A financial bazooka, to use words that Scholz himself, then as Minister of Finance, pronounced at the time of the economic aid package for companies during Covid, which will serve to lift the pockets of families and businesses from the expensive bills (hence the abolition of the surcharge, which had this purpose), to directly compensate the energy suppliers bled by the increases in gas prices on the markets and to effectively reduce the distance between these high market prices and the costs that end customers find themselves on the bills .

The technical details of the operation have not been illustrated, the three main political exponents of the government (Habeck and Lindner are deputy chancellors) have illustrated only the principles and reasons. Operationally, the 200 billion euro package will have to be approved within four weeks by the two branches of parliament, the Bundestag and the Bundesrat, the chamber of the Länder. In a special session of the budget committee of the Bundestag, the government announced last night as the date of final approval by the Bundesrat the session of October 28: exactly one month from today.

In presenting the outlines of the "shield", the chancellor (connected remotely from the room where the press conference was held because he was infected by Covid) used words of war: "Russia continues the aggression against Ukraine and now uses the energy supplies as a weapon of war ", he began," after the attacks on the Nord Stream gas pipelines, no gas arrives from Moscow anymore.
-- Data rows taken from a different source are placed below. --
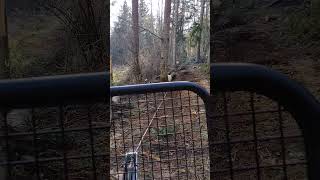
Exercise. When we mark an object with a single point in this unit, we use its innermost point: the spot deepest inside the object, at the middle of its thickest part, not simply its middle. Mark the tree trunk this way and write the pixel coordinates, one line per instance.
(165, 42)
(200, 34)
(174, 39)
(4, 49)
(4, 74)
(135, 42)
We are prepared for this situation, we receive supplies from other countries, but this will not prevent the increase in gas prices which today become the government's priority ”.
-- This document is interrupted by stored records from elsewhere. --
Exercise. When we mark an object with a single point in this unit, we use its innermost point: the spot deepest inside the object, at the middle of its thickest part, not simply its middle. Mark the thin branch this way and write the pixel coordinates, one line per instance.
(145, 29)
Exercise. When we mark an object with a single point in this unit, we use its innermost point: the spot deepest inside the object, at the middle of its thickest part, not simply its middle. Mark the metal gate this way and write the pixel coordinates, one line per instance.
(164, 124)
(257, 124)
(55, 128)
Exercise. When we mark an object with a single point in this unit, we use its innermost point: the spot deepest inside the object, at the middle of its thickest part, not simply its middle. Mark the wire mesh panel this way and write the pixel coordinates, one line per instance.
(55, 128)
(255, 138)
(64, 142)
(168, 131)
Scholz described the planned state support for energy supply and the price cap as a "double blow", again recalling his own statement on state aid made during the Covid crisis, according to which it was a question of get out of the crisis with a bang. "It could be said that this is a double blow," said Scholz, "it is about reducing energy prices quickly and visible to all."
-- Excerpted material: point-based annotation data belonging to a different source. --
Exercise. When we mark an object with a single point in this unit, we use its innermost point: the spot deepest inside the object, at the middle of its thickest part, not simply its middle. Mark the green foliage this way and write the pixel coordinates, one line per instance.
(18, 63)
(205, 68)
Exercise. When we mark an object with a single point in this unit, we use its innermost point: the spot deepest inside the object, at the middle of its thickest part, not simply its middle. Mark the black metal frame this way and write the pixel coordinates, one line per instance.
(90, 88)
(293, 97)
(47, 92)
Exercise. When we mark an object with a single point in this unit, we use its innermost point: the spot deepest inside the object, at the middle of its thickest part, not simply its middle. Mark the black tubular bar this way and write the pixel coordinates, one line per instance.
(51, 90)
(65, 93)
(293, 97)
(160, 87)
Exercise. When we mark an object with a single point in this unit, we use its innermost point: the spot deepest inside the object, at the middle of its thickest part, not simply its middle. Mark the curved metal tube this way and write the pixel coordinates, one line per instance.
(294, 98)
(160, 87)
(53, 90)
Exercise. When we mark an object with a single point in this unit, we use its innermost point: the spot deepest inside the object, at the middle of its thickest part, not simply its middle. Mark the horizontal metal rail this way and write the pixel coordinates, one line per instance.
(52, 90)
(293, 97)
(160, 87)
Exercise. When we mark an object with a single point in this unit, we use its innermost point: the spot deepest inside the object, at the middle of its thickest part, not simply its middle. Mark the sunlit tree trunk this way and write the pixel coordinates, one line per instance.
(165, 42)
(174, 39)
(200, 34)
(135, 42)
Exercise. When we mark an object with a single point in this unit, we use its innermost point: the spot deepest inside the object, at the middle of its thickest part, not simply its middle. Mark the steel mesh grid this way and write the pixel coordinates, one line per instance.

His deputies along the same lines. Robert Habeck spoke of "an enormous financial strength" that comes to the aid of citizens and businesses. "The military war risks becoming an economic war", continued the Minister of Economy, adding that the commitment of the Stabilization Fund is proposed as a non-bureaucratic, fast and powerful measure for the financial volume involved.

And of "energy war", Lindner also spoke, fearing an attack on the well-being and prosperity of Western countries: "It is a direct response to Putin, we are economically strong and mobilize this force when necessary".

From the business side also comes the position taken by Uniper, the company about to be nationalized at 99% with an outlay by the State which will also partly offset the shares and financing of its Finnish subsidiary Fortum. Uniper relied on the gas surcharge, a Habeck idea that even government allies did not like, and which will now be gone. The Düsseldorf-based company Uniper is now pressing on time and now expects quick help from the government. “In order for the gas supply to continue to be guaranteed, it is necessary to bear the costs for the replacement gas supply. The federal government has ensured that gas importers will now receive direct and personalized support for this purpose, ”said a spokesperson for Uniper.

This is a machine translation from Italian language of a post published on Start Magazine at the URL on Fri, 30 Sep 2022 08:34:13 +0000.